# Identity Function approximation with Julia

In this code, I tried to approximate Identity function, $f(x) = x$, with a neural network with 1 layer in Julia. I used Knet library and autograd module

In [1]:
using Knet

$x$ is a vector of sample data with size 5 and $w$ is a vector of weigths with size 2. I initialized them randomly.

In [2]:
x = randn(5)
w = randn(2,1)

2×1 Array{Float64,2}:
  1.7601 
 -1.13114

Simple predict function for forward pass. $w[1]$ is the weight multiplier and $w[2]$ is the bias.

In [3]:
predict(w,x) = (w[1] .* x) .+ w[2]

predict (generic function with 1 method)

Simple loss function to calculate the distance of the prediction to true value. Loss is normalized by a power of 2.

In [4]:
loss(w,x) = (predict(w,x) .- x).^2

loss (generic function with 1 method)

This is where magic happens. Knet's autograd automatically calculates the gradient of loss to its first variable, namely $w$. This way, we can access the update values easily during the Stochastic Gradient Descent phase of the training.

In [5]:
gradloss = grad(loss)

(::gradfun) (generic function with 1 method)
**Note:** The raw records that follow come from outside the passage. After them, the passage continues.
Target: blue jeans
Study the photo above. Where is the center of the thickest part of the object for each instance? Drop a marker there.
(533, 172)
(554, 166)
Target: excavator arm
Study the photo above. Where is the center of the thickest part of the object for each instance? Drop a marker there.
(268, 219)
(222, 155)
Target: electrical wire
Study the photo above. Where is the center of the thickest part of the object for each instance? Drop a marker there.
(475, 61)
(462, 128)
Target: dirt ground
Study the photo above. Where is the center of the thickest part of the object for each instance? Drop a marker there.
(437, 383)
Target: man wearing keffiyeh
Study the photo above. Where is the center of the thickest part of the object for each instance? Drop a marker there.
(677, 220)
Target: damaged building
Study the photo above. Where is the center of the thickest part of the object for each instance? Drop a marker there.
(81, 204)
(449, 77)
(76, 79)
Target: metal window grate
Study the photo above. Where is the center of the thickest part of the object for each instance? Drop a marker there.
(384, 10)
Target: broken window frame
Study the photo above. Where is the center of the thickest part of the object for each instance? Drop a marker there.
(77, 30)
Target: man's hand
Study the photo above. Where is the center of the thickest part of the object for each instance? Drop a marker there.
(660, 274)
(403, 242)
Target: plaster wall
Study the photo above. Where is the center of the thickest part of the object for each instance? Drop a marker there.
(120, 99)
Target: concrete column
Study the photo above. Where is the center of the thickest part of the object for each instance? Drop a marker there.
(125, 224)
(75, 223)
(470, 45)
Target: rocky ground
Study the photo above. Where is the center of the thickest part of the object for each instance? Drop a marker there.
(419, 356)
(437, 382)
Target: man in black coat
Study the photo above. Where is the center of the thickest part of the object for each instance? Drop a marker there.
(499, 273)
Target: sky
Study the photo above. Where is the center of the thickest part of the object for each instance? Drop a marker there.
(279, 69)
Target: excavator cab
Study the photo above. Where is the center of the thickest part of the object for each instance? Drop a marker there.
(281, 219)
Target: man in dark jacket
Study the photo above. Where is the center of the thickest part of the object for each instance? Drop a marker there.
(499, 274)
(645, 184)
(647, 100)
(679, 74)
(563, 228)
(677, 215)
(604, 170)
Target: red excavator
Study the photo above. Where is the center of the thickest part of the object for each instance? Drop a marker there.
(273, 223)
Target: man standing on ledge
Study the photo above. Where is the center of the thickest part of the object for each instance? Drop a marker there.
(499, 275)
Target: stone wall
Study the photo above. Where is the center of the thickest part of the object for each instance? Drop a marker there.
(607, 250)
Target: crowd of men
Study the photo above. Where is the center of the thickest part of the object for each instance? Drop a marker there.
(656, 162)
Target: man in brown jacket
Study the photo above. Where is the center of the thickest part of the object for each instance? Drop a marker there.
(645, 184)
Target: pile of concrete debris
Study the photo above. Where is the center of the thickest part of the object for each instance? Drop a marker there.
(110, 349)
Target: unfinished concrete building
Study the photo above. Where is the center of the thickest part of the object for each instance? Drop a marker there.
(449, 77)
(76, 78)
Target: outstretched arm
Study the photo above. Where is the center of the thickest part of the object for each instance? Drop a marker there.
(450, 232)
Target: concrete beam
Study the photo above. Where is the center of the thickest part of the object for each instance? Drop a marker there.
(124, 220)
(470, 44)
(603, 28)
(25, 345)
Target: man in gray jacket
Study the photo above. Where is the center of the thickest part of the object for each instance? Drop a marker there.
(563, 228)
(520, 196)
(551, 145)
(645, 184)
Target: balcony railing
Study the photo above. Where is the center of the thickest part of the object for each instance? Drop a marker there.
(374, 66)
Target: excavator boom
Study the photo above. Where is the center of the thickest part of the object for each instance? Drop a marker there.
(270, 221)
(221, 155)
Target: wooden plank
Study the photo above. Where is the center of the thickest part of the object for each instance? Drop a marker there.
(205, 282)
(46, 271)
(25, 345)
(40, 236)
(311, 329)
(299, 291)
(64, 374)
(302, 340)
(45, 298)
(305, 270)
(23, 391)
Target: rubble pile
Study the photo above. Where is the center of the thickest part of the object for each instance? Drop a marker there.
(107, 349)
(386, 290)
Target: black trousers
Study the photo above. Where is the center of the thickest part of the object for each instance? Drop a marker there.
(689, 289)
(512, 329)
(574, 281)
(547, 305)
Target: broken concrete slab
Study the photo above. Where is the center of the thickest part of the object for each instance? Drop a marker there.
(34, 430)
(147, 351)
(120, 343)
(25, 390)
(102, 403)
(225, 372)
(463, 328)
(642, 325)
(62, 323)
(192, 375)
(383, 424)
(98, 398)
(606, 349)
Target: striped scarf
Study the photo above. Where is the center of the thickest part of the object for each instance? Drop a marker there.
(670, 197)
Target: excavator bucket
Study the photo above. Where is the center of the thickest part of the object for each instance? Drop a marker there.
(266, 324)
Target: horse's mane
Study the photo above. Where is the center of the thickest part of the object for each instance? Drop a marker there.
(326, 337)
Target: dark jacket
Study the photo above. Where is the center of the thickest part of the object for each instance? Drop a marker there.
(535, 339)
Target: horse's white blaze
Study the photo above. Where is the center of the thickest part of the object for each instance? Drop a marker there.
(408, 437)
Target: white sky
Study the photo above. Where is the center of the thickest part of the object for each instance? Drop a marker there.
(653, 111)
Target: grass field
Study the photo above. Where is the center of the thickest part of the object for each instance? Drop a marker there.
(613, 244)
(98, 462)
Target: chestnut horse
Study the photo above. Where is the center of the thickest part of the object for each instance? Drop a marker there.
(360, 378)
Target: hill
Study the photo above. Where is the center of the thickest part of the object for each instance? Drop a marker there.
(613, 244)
The train function is composed of two loops. The outer loop represents the iterations over all data samples and each full iteration over the data is called **epoch**. The inner loop is to iterate over individual samples. In practice, loss is summed over and weights are updated in few samples, called **batches**. However, for our simple purpose, an update in every data point is OK.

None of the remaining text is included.